A Concept Called Accountability
Dr. Pasha
(Bringing Islam to the World One Concept at a Time!
Taking the Qur'an to Every Home and Heart that Needs It --
And which One Does Not?)
Like all or most people in the world, Muslims too dislike being criticized. Maybe more so than many others.
Even though continuing self-evaluation and critical self-examination – Muhaasabah – is an integral part of their faith of Islam: the Deen of Islam.
I don’t know how else to render this most amazing Islamic Concept of Muhaasabah in English other than to call it “Accountability.”
Nor do I know of too many systems of thought, belief and action, including some of the most advanced and sophisticated theories and systems of modern management, that come with such strong original components of ongoing self-evaluation, accountability and course correction built into them as does Islam.
Recognizing and acknowledging errors, and consciously and deliberately turning away from them, and doing so in both private and public, is what sets Islam apart from everything else that human beings know or are used to.
It is a clear indication that this system of Islam is not a convenient human concoction but a real and full-fledged Divine System that was sent down by God for human guidance on earth.
As a result, both the Qur’an and the Hadith are clear and emphatic on making Istighfar a part of the daily routine of a Believer’s life.
Even though in English Muslims dull the edge of this ground-breaking concept of ongoing self-evaluation and course correction by theologizing it and calling it “Repentance,” the meaning and implications of the term Istighfar are quite clear in Islam.
And the entire package consists of the following steps:
- Recognizing one’s error or mistake of omission and commission.
- Acknowledging personal responsibility for that error or mistake.
- Having a strong sense of remorse, regret and contrition over it.
- Making a solemn vow in one’s heart and mind never to repeat that mistake again.
- Verbalizing that new commitment to avoid that old error by saying to oneself and to God: Astaghfirullah.
- And repeating that word Astaghfirullah as many times during 24 hours as possible.
- And adding wherever possible the words “Wa A-toobu Ilaih” to “Astaghfirullah.”
- And even going to the extent of making the announcement – to oneself and to others and to God Almighty – a blanket resolve never again to commit an error or mistake or misdeed either willfully or unknowingly by saying:
Astaghfirullaha Rabbee Min Kulli Dhanbin wa Khatee-atin Wa A-toobu Ilaihi.
Paraphrase:
“I consciously turn away from every wrong or error or violation of God’s Law I have committed knowingly or unknowingly, willfully or otherwise, and I ask God Almighty to forgive me, and I make a solemn resolve never again to repeat any of it in future.”

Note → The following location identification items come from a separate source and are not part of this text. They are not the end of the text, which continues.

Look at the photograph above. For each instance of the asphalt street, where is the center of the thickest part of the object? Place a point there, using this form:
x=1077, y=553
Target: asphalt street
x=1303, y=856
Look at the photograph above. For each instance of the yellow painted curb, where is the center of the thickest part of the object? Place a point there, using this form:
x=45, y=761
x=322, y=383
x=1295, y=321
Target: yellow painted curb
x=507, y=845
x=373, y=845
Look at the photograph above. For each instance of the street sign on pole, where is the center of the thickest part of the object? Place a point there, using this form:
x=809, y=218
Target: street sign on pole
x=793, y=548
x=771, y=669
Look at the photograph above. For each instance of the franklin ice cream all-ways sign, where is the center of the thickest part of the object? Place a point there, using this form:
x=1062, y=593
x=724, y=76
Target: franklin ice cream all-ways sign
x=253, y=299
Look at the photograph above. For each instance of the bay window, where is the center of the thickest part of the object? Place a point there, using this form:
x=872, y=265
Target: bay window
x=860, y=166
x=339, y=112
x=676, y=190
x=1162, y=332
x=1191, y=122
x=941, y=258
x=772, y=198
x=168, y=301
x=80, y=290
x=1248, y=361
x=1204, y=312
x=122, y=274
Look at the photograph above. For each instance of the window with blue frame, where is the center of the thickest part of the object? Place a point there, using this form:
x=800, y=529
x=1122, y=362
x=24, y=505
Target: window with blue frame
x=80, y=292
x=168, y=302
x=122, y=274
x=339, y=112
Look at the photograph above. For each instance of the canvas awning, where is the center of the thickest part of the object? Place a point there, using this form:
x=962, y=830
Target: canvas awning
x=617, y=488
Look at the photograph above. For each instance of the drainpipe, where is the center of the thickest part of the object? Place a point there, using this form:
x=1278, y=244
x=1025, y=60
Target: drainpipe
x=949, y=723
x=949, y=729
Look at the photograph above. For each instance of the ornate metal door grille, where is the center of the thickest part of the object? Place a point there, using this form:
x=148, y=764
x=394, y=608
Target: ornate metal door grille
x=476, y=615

Just take a minute and ponder these words carefully. Where and when did anyone ever hear them, or anything like them, outside Islam?
Of course, English-speaking Muslims, once again, reduce the divine sheen of these glowing words by throwing in Western Christian-Jewish words like “Sin” into the translation, even though the word Dhanb comes temptingly close to being an equivalent of the English expression “Sin.”
Theologizing things has the diabolical and nefarious effect of taking them out of mainstream circulation of daily living. It then makes them an exclusive domain and a prerogative of the “religious” elements in society such as priests, pundits, Rabbis, “Mowlanas” and Sheikhs.
And it limits their applicability and use to the narrow confines of the so-called “theological” aspects of life, and that too almost exclusively to individual life – life at the most Micro Levels.
That means it gives a pass to all aspects of a people’s social and collective life – the Macro Dimension of human life as it were.
Thus, no corporations or governments or societies are ever thought to fall under the rubric of the sweeping range of human follies that are covered by the two expressions in Hadith: Dhanb and Khatee-ah.
As a result, no one ever thinks of holding corporations or governments or societies in the so-called Muslim World accountable for their misdeeds.
Or outside Muslim World for that matter, even though thoughtless and directionless fulminations and rants concerning all sorts of non-Muslim Macro actors abound.
As for those expressions in the Hadith, Dhanb refers to a specific violation of God’s Law.
And Khatee-ah stands more broadly for the entire error factor in human life.